If the cellular operators are clever, they'll work together to pull this one off. They'll do it in batches, disabling some lines, then re-enabling them after a week or so. There are enough cellphones in this country for that to have a pretty impressive effect, I think.

And it's not all that wacky a theory.

Marketers have been using this tactic for years, especially in the technology arena. They call it 'compatibility', and they use it to create products with their profits, not our ease-of-use, in mind.

My cellphone, for want of a better explanation, is currently "incompatible" with Telkom.

Sure, it was better for me when it was compatible with Telkom. But the bottom line is that it doesn't take too much effort to change the habits of those who want to contact me - especially as the alternative (picking up a cellphone) is already part of their set of daily habits.

To take the theory a little further, think about it this way: There are traditionally two means of increasing turnover - increasing the price, and increasing the frequency of use. The cellular operators are sitting in a pretty pickle with price. Their only means of increasing the profitability per customer, is to increase frequency of use.

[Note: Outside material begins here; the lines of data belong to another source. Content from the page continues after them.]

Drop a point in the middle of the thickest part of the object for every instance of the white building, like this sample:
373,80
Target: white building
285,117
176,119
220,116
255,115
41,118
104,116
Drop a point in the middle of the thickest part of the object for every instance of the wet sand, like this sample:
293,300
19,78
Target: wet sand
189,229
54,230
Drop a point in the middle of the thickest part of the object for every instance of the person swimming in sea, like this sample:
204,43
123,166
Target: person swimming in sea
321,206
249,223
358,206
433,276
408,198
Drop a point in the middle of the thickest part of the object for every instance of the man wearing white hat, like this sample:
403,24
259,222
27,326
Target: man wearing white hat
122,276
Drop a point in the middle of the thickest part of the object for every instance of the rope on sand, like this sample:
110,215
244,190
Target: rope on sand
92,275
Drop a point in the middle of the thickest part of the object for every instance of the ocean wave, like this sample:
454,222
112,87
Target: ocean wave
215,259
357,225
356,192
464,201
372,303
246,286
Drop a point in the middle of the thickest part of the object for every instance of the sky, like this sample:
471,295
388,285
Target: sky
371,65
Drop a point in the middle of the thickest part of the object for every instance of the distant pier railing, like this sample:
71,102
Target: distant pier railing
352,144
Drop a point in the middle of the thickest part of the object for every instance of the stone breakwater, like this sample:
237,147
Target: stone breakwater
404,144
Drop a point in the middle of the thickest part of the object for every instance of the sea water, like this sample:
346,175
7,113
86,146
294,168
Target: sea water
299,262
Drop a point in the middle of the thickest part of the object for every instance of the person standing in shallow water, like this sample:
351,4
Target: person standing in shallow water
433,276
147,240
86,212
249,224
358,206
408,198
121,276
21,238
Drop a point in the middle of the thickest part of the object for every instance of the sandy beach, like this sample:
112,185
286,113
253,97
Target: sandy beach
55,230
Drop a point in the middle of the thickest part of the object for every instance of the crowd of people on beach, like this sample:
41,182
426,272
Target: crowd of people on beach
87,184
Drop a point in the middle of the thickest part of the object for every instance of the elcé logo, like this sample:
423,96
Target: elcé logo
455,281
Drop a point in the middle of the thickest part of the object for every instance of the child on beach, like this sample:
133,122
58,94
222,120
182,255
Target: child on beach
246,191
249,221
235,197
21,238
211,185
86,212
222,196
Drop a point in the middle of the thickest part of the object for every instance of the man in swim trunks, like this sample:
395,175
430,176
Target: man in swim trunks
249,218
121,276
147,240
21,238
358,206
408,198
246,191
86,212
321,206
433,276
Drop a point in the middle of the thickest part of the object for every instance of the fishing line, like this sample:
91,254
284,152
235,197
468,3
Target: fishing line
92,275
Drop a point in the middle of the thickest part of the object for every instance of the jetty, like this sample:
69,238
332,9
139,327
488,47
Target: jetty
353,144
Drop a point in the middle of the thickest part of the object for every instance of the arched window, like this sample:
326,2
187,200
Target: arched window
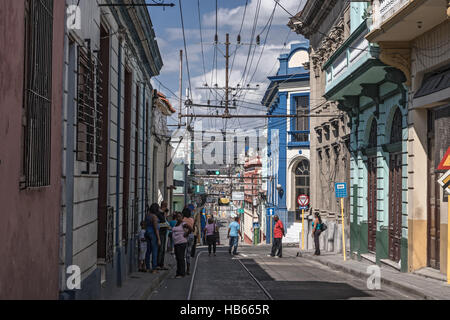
373,134
396,129
301,183
302,178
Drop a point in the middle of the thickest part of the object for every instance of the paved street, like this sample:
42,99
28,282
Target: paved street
290,278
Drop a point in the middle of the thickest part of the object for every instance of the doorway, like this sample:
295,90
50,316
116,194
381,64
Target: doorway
433,210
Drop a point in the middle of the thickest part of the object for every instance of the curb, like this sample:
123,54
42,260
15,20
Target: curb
388,282
156,283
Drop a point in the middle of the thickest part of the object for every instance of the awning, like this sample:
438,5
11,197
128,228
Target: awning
434,82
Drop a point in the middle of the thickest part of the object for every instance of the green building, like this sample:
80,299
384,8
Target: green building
375,98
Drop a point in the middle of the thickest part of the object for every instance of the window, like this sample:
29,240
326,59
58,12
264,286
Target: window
373,135
37,94
396,130
301,181
302,123
89,115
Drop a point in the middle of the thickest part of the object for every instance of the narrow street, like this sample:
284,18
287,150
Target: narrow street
131,128
290,278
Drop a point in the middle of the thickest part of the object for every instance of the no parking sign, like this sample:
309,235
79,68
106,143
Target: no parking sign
303,201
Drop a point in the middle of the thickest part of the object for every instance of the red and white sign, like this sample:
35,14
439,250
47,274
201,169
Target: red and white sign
303,200
445,162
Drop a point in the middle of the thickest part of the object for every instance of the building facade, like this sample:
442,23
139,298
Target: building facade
288,161
108,167
326,25
413,37
30,162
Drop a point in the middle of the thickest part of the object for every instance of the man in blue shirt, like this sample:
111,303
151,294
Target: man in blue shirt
234,232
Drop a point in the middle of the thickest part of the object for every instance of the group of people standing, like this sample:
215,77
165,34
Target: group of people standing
279,232
177,233
153,238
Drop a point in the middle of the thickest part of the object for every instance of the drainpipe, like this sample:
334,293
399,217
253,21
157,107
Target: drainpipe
70,160
144,158
119,120
165,172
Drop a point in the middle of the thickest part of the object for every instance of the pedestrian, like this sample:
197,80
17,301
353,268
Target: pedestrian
316,224
278,234
142,247
152,236
187,218
180,233
234,232
210,235
172,224
163,232
217,233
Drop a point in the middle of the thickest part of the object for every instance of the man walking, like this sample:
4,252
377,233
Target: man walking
234,232
278,235
163,231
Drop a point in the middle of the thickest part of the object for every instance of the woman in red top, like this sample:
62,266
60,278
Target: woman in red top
278,234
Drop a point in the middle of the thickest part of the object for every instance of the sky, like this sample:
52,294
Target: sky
249,63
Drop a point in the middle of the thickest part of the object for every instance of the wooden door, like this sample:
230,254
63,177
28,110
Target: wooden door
433,212
395,205
372,202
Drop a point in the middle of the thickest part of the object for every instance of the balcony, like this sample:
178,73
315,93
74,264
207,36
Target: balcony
298,138
346,70
404,20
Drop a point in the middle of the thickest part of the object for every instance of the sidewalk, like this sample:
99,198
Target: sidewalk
139,285
418,285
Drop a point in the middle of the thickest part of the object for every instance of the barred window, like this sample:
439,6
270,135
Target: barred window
89,116
302,122
36,123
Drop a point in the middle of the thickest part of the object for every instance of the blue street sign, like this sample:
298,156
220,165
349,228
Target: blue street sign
341,190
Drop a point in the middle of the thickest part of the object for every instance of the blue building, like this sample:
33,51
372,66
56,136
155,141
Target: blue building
288,140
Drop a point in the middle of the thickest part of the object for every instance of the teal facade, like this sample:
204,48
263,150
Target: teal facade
368,90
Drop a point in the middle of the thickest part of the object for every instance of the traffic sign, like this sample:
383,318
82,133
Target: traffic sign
341,190
303,200
445,162
444,181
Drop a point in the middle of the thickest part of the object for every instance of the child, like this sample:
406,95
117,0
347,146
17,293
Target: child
142,247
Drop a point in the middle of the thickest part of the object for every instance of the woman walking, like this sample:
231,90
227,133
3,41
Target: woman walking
316,224
187,218
152,236
210,235
180,233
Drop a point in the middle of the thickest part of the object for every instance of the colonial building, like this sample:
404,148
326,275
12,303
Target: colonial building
288,139
326,24
108,165
413,37
30,150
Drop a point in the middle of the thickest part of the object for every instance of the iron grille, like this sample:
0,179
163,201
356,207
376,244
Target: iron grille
89,115
37,93
109,257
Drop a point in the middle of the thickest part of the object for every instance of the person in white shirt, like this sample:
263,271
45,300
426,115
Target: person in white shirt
142,247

And this particular plot seems to manage that quite well, if through nothing else than the creation of a habit that bodes well for future cellphone usage.

At least, that's my theory. And the reason I'm holding the marketing department(s) responsible is simply that they're paid to think "out of the box". If this was a marketing tactic - and it could be lauded in public - it would be deemed genius.

  • Kim Penstone is hoping that the publication of this theory brings the wicked cellular plot to its proverbial knees and that her phone is restored to its previous compatible glory. She humbly asks that if anyone knows of a technical reason why this theory is completely daft, they keep it to themselves. It's her first theory, and she's proud of it.